Hot strip mill process optimization with machine learning: systematic review and methodical prediction framework based on open-source data
摘要
Although hot strip rolling is a fundamental process that has been established over the last decades, industry and science are continuously working on optimizing the rolling parameters and their influence on the final product. A major problem is that geometric errors in hot-rolled coils, which are subsequently processed in downstream processes such as cold rolling, can only be corrected to a limited extent afterwards. Consequently, data-driven methods, especially machine learning (ML), have become increasingly important for predicting key process and quality variables like strip thickness, width and the strip shape in hot strip mills (HSM). To provide a structured overview of the current state of research, this article presents a systematic literature review of ML-based prediction approaches addressing relevant quality and process parameters in HSM. The studies examined are categorized according to the predicted variables, plant sections, and applied modeling approaches, with a particular focus on their relevance to be deployed for potential process optimization.
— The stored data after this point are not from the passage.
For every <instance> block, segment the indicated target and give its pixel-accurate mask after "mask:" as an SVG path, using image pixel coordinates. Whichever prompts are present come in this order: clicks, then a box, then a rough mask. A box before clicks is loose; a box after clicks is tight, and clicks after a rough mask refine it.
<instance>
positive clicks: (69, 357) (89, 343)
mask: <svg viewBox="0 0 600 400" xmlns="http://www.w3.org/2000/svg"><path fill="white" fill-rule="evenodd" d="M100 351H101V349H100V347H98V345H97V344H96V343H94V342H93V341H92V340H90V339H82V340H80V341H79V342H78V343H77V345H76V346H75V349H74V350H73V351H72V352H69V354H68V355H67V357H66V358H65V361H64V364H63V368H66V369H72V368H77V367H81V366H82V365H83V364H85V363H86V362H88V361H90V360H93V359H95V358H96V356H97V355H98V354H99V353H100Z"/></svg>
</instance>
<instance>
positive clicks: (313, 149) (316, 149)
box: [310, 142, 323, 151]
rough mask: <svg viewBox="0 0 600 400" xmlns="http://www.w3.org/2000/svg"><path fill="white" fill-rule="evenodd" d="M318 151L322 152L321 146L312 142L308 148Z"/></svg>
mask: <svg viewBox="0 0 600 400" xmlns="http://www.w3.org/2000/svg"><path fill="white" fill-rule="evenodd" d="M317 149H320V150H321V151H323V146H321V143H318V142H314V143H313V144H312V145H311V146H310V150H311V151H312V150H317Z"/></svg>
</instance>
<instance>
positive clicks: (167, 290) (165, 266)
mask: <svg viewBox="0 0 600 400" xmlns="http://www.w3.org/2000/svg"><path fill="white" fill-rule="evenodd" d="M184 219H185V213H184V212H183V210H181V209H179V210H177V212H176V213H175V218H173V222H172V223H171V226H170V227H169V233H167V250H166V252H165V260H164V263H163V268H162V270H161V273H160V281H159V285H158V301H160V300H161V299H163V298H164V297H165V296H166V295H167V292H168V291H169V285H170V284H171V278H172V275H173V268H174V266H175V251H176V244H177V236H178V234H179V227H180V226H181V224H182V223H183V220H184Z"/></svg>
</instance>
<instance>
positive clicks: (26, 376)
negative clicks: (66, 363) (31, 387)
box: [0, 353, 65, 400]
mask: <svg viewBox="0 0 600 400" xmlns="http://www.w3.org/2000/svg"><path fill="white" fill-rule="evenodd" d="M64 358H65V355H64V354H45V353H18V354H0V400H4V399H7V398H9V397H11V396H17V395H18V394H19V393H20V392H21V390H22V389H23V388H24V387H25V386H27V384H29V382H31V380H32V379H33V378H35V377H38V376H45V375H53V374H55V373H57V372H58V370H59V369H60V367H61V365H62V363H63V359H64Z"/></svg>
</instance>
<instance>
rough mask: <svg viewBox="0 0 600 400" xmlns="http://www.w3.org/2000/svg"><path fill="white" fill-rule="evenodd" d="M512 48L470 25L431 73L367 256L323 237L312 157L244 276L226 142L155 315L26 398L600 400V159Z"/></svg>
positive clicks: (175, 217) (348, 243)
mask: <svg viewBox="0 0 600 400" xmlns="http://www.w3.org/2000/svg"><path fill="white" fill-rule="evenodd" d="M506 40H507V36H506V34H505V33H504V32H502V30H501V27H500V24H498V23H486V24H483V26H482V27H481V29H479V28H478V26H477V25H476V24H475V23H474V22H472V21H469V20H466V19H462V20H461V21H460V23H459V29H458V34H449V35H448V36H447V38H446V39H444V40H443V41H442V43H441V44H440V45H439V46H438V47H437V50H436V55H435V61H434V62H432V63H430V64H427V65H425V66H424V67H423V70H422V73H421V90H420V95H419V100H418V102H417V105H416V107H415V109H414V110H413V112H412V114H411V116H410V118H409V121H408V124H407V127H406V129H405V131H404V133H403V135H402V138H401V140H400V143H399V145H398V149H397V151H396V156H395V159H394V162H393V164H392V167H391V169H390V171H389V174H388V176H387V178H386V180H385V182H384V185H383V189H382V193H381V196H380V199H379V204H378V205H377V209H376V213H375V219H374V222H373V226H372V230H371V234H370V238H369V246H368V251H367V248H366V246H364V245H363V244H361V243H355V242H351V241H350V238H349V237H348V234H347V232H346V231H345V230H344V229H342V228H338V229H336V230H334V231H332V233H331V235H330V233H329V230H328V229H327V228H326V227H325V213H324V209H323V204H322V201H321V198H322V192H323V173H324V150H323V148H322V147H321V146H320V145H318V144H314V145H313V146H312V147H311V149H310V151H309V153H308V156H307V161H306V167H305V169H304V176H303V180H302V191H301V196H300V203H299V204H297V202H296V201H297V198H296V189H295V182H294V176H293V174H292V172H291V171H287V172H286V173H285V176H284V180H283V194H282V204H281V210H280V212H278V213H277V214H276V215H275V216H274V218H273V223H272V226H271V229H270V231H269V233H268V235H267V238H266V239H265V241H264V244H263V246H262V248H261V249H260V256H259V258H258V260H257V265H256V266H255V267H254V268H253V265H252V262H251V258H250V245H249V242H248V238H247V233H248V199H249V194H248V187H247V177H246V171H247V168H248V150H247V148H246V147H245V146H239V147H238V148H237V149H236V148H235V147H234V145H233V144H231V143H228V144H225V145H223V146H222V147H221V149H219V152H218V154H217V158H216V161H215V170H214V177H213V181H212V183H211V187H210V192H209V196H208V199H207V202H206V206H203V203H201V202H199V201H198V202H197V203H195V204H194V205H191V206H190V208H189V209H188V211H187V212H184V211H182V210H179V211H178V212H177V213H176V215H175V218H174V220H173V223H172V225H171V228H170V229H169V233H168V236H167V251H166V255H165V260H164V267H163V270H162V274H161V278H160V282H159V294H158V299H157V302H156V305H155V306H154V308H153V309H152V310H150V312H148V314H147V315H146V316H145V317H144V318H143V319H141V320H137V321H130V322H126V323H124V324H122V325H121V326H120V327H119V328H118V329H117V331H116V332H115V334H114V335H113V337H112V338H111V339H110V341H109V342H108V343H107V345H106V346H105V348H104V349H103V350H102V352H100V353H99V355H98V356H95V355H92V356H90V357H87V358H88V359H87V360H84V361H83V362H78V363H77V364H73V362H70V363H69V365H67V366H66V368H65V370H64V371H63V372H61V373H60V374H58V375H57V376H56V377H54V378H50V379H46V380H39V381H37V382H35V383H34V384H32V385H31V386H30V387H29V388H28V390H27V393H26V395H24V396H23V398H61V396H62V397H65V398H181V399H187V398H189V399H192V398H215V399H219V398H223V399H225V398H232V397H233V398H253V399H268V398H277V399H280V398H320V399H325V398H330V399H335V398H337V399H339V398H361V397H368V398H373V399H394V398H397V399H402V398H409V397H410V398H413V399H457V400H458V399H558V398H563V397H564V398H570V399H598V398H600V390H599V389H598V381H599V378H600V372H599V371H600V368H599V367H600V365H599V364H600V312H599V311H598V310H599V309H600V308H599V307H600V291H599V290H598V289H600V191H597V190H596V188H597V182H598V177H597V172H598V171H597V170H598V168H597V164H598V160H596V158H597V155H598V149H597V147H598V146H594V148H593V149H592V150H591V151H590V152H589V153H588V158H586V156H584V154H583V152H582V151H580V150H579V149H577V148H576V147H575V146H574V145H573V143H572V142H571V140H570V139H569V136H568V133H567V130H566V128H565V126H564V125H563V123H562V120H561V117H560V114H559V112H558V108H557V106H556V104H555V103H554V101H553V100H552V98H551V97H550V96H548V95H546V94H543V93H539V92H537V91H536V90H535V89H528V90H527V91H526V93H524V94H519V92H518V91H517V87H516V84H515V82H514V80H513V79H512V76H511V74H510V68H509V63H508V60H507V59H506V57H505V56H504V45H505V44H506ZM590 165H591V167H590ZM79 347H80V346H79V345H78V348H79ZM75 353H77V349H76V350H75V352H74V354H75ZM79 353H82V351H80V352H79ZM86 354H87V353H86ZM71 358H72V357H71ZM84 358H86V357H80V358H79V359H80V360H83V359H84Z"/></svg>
In a second step, representative prediction models are implemented for the main focus areas of the literature search, using publicly available HSM datasets. These are methodologically based on the essential part of the published literature, use common ML algorithms, and support the discussion on dataset dependencies, methodical limitations, and challenges in comparing reported prediction results across different studies. By combining literature insights with reference predictions, this work clarifies the role of ML-based prediction in hot strip rolling, outlines potentials and limitations in model deployment for process optimization and identifies key research gaps for future research.